What really amazes me is that Skye is really young and yet has an understanding of geometry like this. Attached are some close up detail pictures. There is more in my Instagram is anyone wants to see and will post a full review on Youtube in the near future. 
Bottom line this knife is amazing, for what I paid I am blown away. I know he is sending some knives to Modern Cooking as we speak and I would say jump on it now because his price will more than likely sky rocket as he gets more popular.


----------



## bsfsu (May 24, 2022)

Matt Jacobs said:


> Just a quick 2 week set of notes before an actual review. I want to make sure I get some sharpening / edge retention thoughs after more testing.
> Quick back story, I saw Skye on Instagram and Youtube in early 2021 and was impressed with his design and work. I asked him to get me on his books for 2022 and started working on a design.
> I had a drawing I made that I sent him to base his design off of. Basically I wanted a dark etched stainless san-mai. We came up with and heirloom fit Huon Pine, copper, and Tasmanian Blackwood handle.
> The knife is about 225mm x 58mm. I didnt get all of the exact measurements but the spine roughly goes from 3.5mm tapered down to smaller than I can read on my gauge.
> ...


He's also organizing the Auckland Blade Show, I think it might be the biggest knife show in New Zealand. I think he's really trying to help promote the custom makers of NZ. And he's really young!


----------



## Matt Jacobs (May 24, 2022)

bsfsu said:


> He's also organizing the Auckland Blade Show, I think it might be the biggest knife show in New Zealand. I think he's really trying to help promote the custom makers of NZ. And he's really young!


I think that added a good month to me getting my knife  Honestly he's a really great guy and I had a ton of fun going back and forth on this build. He shared pics/progress all along the way and has commented on a bunch of my Instagram posts. I would recommend him to anybody.


----------



## timebard (May 27, 2022)

Nice writeup and knife. The cladding line reminds me of the TX gyuto I had a while back, and it looks like my kind of profile!

The recessed spacers are an unusual choice though. I assume this is what you were after but I would think it'd be irritating in use. Not so?


----------



## Matt Jacobs (May 27, 2022)

timebard said:


> Nice writeup and knife. The cladding line reminds me of the TX gyuto I had a while back, and it looks like my kind of profile!
> 
> The recessed spacers are an unusual choice though. I assume this is what you were after but I would think it'd be irritating in use. Not so?

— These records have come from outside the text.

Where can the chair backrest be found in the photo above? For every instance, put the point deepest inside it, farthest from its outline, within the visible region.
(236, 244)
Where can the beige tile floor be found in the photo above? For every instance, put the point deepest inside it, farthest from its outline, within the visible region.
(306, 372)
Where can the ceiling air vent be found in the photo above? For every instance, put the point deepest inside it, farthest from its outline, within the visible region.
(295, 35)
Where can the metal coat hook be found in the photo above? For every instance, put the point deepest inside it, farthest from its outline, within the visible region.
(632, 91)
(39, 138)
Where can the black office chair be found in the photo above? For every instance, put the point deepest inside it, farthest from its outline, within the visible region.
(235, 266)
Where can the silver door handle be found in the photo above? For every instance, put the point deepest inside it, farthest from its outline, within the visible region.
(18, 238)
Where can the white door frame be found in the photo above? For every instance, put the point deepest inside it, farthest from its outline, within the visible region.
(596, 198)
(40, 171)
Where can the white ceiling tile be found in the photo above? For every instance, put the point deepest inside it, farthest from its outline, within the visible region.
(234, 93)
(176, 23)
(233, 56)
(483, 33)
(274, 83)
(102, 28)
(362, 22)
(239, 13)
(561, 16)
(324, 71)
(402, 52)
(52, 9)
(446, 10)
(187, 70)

Thank you. The handle is what I was going for. Every thing is really smooth and in use I don't notice it at all. It could feel strange in a racket grip but I use a pinch grip so it's not noticable.


----------



## Delat (May 27, 2022)

Thanks for the write up. I’ve been waiting to snag one on Modern Cooking for ages. You were lucky getting in while his books were still open.


----------



## blokey (Jun 3, 2022)

His western handled ones are so attractive, definitely grabbing one when he opens up book again.


----------